Also isn't trying to push a product technically spamming, especially when it's in the wrong forum.


----------



## SomeGamer (May 6, 2016)

I'd rather use my Xperia Z5 Compact with a PS4 controller.


----------



## SSG Vegeta (May 6, 2016)

VinsCool said:


> That looks smexy!
> 
> I would like to get one of those for emulation!



Your not the only one bro the fact that you can emulate PS2 and NDS is why I want one and it's cheap they are on Amazon


----------



## Deleted User (May 6, 2016)

SSG Vegeta said:


> you can emulate PS2


Be prepared for slow-as-hell speeds where that is concerned. 
Not even my 8GB RAM laptop with a 2GHz quad-core processor can emulate PS2 games at a decent-enough speed.  And that's even with the best settings!


----------



## SSG Vegeta (May 6, 2016)

Voxel Studios said:


> Be prepared for slow-as-hell speeds where that is concerned.
> Not even my 8GB RAM laptop with a 2GHz quad-core processor can emulate PS2 games at a decent-enough speed.  And that's even with the best settings!



That sucks bro hopefully the community will be able to fix the speed issues with PS2 games in the future


----------



## dkabot (May 6, 2016)

If you're curious of the land of clone-looking emulation machines, this isn't their first or last machine.
GPD is the company (GamePad Digital) and you can find sections about them on some other forum communities.
They've had other android devices with model numbers G5A, G7 and Q9 at the least (in no particular order).
The XD is the only clamshell, though, the others are more like your typical tablet with side controls setup.

They also are in the process of making a Cherry Trail, Windows 10-based machine (which I actually have pre-ordered) called the GPD Win.
It inherits a good deal of design from the XD, with a 3DS-like clamshell, but adds a keyboard (albeit oddly placed) and more stuff you can do (run old/indie PC games).

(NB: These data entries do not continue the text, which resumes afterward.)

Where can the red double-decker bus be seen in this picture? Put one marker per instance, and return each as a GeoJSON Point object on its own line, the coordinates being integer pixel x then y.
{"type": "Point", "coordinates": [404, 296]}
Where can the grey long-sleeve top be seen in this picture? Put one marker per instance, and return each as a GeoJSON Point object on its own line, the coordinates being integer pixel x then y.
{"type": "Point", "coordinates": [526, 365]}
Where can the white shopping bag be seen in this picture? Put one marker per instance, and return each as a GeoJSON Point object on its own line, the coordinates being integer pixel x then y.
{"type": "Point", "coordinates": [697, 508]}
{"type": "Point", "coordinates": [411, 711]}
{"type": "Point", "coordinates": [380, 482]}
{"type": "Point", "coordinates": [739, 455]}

As for the topic of the XD itself, I hear the first ones had production issues but have been mostly fixed and people's gripes are more with some design elements.
For instance, the sticks don't click for L3/R3 and software updates are manual rather than OTA as people generally expect from Android.
If someone was in the market for such a thing, though, I'd probably say to give it a shot based on what I've head of it.


----------



## nero99 (May 6, 2016)

I'd buy it for the almost perfect n64 emulation android has


----------



## The Catboy (May 6, 2016)

I honestly thought "clone" as in, someone made a legit clone of it.
Something like this


----------



## DinohScene (May 6, 2016)

It certainly does look sweet~


----------



## Deleted User (May 6, 2016)

It reminds me so much of the Pandora console that the OpenPandora company used to make back in 2008. However, that console ran a linux-based system, and it isn't as good as the modern GPD-XD consoles we see today.






https://en.wikipedia.org/wiki/Pandora_(console)

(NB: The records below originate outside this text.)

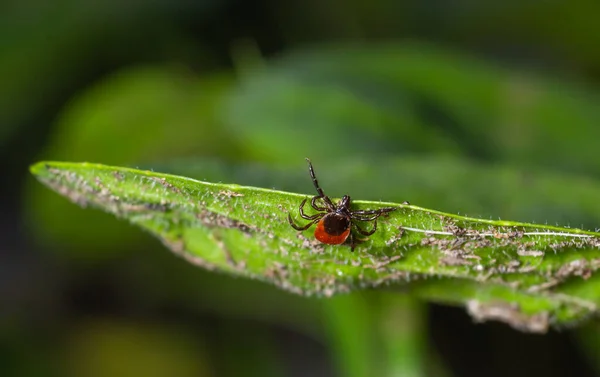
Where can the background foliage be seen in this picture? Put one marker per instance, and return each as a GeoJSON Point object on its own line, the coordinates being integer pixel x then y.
{"type": "Point", "coordinates": [487, 109]}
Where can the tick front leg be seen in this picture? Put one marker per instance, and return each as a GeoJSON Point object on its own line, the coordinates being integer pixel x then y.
{"type": "Point", "coordinates": [367, 233]}
{"type": "Point", "coordinates": [298, 227]}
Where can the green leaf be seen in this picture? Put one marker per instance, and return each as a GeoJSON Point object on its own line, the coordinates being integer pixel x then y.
{"type": "Point", "coordinates": [528, 275]}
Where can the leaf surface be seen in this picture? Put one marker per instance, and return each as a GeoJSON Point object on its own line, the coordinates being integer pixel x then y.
{"type": "Point", "coordinates": [528, 275]}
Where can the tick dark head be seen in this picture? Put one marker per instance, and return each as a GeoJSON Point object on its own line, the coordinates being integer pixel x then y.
{"type": "Point", "coordinates": [335, 221]}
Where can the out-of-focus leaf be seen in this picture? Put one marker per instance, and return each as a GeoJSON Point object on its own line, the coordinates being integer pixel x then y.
{"type": "Point", "coordinates": [108, 348]}
{"type": "Point", "coordinates": [336, 101]}
{"type": "Point", "coordinates": [527, 275]}
{"type": "Point", "coordinates": [493, 190]}
{"type": "Point", "coordinates": [141, 114]}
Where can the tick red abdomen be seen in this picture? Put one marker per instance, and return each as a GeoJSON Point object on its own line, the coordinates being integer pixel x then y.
{"type": "Point", "coordinates": [333, 229]}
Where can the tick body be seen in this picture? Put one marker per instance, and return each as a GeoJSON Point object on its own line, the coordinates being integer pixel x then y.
{"type": "Point", "coordinates": [335, 222]}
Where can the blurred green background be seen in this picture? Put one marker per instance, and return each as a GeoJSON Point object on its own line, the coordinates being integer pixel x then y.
{"type": "Point", "coordinates": [475, 107]}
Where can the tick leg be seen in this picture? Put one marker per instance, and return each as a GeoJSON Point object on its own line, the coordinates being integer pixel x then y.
{"type": "Point", "coordinates": [365, 217]}
{"type": "Point", "coordinates": [304, 215]}
{"type": "Point", "coordinates": [313, 203]}
{"type": "Point", "coordinates": [367, 233]}
{"type": "Point", "coordinates": [317, 187]}
{"type": "Point", "coordinates": [380, 211]}
{"type": "Point", "coordinates": [298, 227]}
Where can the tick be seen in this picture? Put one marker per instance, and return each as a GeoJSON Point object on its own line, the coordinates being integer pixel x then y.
{"type": "Point", "coordinates": [335, 221]}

I was also tempted to buy this a few months ago, but when I saw the price of it, I was disgusted at the prices of the models with the highest specs! (They were around €330.00 brand new for one with a 1.1GHz processor If I remember... )
Then again, OpenPandora didn't really shift many of these back aound 7-8 years ago, so that probably adds to the reason why they are quite high in price still.

The N64 emulation on a Pandora is as sweet as the GPD consoles as well! I once came across a video of someone running Super Mario 64 on it, and I think it was running at full speed.

But that's just N64. Nothing of better significance worth noting about the Pandora, emulator-wise. But with a GPD, I bet we'd be able to run all sorts of other console emulators, such as PS1, because of the fact that the GPD is Android-based and has way better specs than the Pandora!


----------



## DutchyDutch (May 6, 2016)

Seems pretty cool, if it can handle PS1 emulation I might buy it one day. However, the thing is extremely ugly and I don't want to walk around with something that looks like a cheap 3DS knockoff. It's kind of embarrassing.


----------



## EarlAB (May 6, 2016)

This looks better than the original 3DS...
...but that's my opinion.


----------



## SSG Vegeta (May 6, 2016)

dkabot said:


> If you're curious of the land of clone-looking emulation machines, this isn't their first or last machine.
> GPD is the company (GamePad Digital) and you can find sections about them on some other forum communities.
> They've had other android devices with model numbers G5A, G7 and Q9 at the least (in no particular order).
> The XD is the only clamshell, though, the others are more like your typical tablet with side controls setup.
> ...



Which model would you recommend friend


----------



## dkabot (May 6, 2016)

SSG Vegeta said:


> Which model would you recommend friend


I put it as an edit in my first post here, but I don't blame you for missing it; I've not been in this market since the Dingoo A320 (nowadays, no reason for it) and PSP.
If you're talking about GPD Android stuffs in general, the XD is the most recent, so if you try one I'd say that (I hear it's fairly cheap now).
However, I don't have any _direct_ experience with these, and even the Win has clear flaws before it's even been made, so I'm not a great source.

I've just been constantly refreshing another forum for Win stuff, to be honest, and know of the others because it's a GPD subforum.


----------